History apart, the Indian team - coached by Luis Norton de Matos and led by Manipur lad Amarjit Singh - will arrive on the pitch as a bundle of nerves.

No Indian football team has ever played on such a big stage, and the Blue Cubs may take a while to get settled. That's actually the period the US may try to put the game beyond the hosts.

"It's their first world cup, so they are going to be very excited," Josh recognised the fact.

US coach John Hackworth was then quick to add that the raucous crowd support for India will present a different challenge for his boys, who will face a packed house in India for the first time.

"I think playing the host nation in the opening game in front of a big crowd is in itself a huge challenge.

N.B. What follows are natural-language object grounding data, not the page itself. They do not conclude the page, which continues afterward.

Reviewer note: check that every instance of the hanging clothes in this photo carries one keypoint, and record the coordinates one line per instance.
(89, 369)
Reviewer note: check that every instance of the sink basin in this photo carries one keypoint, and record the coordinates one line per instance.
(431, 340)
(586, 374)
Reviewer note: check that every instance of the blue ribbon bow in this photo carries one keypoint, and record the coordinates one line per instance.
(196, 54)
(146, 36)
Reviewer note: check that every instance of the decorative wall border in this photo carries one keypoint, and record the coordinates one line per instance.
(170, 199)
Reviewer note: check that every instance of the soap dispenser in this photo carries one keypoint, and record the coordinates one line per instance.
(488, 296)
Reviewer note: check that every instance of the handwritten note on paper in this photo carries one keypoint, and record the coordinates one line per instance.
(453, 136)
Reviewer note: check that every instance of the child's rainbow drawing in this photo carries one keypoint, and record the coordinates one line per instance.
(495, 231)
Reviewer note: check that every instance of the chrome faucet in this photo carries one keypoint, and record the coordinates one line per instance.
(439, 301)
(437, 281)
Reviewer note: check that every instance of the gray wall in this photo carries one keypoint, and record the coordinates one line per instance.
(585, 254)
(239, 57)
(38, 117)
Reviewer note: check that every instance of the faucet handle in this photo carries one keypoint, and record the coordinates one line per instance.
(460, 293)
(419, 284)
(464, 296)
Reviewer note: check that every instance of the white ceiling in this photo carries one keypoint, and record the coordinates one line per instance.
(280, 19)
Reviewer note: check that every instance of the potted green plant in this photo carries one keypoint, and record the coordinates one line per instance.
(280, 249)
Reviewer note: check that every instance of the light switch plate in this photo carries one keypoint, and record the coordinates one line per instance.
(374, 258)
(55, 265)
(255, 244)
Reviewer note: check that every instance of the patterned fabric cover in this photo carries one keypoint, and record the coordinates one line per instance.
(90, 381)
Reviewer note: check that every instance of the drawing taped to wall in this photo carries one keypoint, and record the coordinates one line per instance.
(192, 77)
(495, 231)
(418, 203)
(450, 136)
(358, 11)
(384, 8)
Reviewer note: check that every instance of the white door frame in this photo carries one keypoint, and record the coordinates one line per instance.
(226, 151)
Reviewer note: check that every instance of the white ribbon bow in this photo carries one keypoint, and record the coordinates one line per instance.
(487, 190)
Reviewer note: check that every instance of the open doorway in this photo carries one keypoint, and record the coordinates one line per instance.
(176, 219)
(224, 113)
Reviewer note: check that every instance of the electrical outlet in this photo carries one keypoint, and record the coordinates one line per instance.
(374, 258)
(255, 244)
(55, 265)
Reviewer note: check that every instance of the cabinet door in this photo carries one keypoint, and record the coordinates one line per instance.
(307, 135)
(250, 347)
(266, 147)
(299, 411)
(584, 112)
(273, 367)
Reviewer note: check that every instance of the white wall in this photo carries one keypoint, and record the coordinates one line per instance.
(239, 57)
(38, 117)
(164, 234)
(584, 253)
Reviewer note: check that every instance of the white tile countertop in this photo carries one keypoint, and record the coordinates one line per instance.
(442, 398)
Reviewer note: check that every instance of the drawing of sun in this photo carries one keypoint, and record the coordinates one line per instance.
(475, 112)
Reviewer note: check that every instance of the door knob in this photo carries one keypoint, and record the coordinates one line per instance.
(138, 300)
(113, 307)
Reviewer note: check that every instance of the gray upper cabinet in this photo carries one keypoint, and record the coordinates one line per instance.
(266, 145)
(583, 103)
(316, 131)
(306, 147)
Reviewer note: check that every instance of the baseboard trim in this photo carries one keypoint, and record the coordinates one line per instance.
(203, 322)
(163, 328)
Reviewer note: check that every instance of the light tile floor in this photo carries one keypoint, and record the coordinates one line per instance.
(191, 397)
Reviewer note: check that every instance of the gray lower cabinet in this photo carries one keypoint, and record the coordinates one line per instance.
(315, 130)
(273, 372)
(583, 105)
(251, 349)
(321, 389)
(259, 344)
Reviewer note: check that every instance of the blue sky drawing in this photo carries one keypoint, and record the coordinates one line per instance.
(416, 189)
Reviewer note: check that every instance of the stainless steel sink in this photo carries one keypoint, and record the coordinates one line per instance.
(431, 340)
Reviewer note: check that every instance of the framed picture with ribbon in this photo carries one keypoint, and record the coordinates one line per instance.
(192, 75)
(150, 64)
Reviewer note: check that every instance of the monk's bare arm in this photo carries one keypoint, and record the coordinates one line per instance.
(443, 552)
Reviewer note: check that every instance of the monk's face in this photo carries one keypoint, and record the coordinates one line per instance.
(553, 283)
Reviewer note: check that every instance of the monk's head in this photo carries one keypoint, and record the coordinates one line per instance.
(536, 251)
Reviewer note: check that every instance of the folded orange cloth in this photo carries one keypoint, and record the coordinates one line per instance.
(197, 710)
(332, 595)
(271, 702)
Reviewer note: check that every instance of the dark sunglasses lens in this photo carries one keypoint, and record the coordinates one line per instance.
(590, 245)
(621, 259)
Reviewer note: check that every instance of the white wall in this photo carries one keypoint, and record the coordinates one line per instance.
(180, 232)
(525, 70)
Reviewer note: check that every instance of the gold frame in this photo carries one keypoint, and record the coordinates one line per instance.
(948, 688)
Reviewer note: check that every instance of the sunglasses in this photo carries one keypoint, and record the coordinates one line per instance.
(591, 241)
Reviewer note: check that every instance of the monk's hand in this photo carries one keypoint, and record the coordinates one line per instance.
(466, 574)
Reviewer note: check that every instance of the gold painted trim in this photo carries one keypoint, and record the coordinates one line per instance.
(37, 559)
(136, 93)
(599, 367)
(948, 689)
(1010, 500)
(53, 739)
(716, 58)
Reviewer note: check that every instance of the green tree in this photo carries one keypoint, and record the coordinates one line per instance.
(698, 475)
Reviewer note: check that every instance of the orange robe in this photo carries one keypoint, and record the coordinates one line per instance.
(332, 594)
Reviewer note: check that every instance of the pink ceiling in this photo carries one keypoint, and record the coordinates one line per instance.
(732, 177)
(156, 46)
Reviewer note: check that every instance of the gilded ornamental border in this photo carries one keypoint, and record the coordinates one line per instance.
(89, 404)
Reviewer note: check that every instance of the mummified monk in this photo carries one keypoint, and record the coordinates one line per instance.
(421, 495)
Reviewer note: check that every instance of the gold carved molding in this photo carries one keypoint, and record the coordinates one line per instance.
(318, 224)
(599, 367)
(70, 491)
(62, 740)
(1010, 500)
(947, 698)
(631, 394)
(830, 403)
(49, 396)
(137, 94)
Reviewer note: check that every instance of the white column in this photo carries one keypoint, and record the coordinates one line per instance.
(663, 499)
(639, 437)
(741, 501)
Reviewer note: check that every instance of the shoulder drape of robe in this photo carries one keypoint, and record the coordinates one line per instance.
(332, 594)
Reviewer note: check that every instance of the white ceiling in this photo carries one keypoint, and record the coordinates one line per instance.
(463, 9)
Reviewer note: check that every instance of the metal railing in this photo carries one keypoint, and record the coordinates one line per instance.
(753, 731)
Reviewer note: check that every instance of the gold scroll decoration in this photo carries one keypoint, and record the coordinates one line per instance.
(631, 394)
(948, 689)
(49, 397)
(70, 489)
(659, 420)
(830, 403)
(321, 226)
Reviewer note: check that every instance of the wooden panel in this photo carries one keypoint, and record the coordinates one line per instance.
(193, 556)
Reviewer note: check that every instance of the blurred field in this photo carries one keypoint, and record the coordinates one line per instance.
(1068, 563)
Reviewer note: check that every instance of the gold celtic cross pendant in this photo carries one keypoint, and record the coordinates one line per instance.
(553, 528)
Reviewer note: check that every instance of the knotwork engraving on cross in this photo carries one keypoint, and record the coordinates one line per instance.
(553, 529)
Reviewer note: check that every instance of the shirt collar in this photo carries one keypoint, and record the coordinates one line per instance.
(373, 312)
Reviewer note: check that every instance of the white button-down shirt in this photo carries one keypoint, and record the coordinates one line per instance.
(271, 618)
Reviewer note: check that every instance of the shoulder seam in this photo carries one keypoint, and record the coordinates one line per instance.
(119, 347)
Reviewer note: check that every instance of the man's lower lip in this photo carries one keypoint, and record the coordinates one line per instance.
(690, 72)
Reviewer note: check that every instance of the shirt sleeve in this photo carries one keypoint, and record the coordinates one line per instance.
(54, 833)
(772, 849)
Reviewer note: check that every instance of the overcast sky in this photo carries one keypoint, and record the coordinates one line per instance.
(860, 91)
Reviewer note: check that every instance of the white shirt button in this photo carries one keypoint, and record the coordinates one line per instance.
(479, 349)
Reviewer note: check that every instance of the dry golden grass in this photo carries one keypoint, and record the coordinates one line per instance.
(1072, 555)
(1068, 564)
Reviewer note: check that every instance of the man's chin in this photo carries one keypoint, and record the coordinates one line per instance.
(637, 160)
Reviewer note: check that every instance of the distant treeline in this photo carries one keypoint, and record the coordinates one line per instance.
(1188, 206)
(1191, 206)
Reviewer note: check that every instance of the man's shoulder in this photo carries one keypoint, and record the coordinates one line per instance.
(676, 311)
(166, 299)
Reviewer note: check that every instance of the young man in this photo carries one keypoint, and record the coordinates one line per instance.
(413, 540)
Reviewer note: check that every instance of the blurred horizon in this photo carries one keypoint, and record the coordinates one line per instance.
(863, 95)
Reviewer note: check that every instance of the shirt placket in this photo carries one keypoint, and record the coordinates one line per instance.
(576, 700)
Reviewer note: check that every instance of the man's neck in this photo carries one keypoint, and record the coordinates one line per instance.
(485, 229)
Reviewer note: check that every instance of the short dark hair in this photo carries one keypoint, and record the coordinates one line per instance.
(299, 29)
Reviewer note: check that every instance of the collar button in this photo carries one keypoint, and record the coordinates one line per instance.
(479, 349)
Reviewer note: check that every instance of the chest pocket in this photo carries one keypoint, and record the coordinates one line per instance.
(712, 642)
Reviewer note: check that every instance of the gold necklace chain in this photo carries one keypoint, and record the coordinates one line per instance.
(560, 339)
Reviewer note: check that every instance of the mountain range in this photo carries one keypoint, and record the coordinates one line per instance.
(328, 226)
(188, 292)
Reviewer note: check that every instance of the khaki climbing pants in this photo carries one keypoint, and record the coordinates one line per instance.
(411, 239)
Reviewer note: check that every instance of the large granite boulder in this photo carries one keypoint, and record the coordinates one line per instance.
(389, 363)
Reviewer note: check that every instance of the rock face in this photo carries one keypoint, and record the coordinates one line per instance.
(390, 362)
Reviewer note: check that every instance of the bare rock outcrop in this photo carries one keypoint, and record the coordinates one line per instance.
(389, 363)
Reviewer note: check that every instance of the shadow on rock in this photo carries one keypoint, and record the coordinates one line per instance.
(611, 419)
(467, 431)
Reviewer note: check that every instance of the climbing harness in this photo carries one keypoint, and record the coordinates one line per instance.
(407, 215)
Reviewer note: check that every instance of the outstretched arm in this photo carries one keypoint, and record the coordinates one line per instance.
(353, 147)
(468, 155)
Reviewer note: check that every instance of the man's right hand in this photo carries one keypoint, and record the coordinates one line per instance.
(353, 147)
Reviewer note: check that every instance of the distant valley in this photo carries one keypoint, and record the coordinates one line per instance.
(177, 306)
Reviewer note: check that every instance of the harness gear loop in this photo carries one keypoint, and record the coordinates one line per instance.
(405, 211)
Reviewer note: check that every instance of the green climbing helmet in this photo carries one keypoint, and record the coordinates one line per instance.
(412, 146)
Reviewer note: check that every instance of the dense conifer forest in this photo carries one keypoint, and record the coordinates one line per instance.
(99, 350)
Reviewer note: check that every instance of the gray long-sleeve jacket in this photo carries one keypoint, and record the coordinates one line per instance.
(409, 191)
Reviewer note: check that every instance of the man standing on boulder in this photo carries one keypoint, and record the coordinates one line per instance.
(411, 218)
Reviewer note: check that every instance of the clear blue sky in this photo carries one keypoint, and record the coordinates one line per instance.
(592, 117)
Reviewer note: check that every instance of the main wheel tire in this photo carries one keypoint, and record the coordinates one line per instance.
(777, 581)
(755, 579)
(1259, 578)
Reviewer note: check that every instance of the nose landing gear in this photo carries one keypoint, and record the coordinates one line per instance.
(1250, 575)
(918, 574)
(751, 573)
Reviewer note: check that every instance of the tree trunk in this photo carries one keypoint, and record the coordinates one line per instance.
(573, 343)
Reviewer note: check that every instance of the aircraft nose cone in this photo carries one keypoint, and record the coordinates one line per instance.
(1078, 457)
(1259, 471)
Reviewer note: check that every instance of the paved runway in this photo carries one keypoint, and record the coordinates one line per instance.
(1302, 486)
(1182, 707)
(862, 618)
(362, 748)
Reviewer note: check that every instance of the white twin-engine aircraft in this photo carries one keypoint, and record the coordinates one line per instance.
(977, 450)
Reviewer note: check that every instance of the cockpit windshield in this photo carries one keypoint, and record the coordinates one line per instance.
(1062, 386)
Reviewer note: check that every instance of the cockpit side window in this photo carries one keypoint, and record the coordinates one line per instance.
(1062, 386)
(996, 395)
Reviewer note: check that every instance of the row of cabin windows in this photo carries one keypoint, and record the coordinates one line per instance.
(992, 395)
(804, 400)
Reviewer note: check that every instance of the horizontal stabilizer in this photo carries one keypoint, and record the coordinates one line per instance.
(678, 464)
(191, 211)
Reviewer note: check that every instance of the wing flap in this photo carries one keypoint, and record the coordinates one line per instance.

Tomorrow is going to set the tone for all how things go in the rest of the matches," the coach said.

Talking about the technicalities, Hackworth made a mention of his defence, giving out a hint that there might be some holes that India can look to sneak through for shots at the the US goal.

"I think the key to tomorrow is if our defence plays well, and if that happens, our attack can be what we want it to be."

In terms of threat, the US coach put his finger on the name of India's No. 9, striker Aniket Jadhav.

Widely touted as the next big thing in India, Jadhav played in the FC Bayern Munich Youth Cup in 2014. Since then, he has climbed up the ranks at the national level to find a place in the U-17 World Cup squad.

"We have to contain India's No. 9 tomorrow, otherwise it's going to be a difficult game," Hackworth said.

It's no secret that India will do well to go past the group stage. On that note, their best chance of pulling off a draw or a surprise win could be against the US.

"We know all the strong points of United States and possibly a small weakness they can have, but obviously (they are) stronger than us. We are going to fight for this little possibility," India coach De Matos said.

And he ended his media address with a promise.

"As a coach I have prepared very well for this and the players know very well what to expect tomorrow when the game starts," the coach said.

"We are going to fight very hard, to make something different."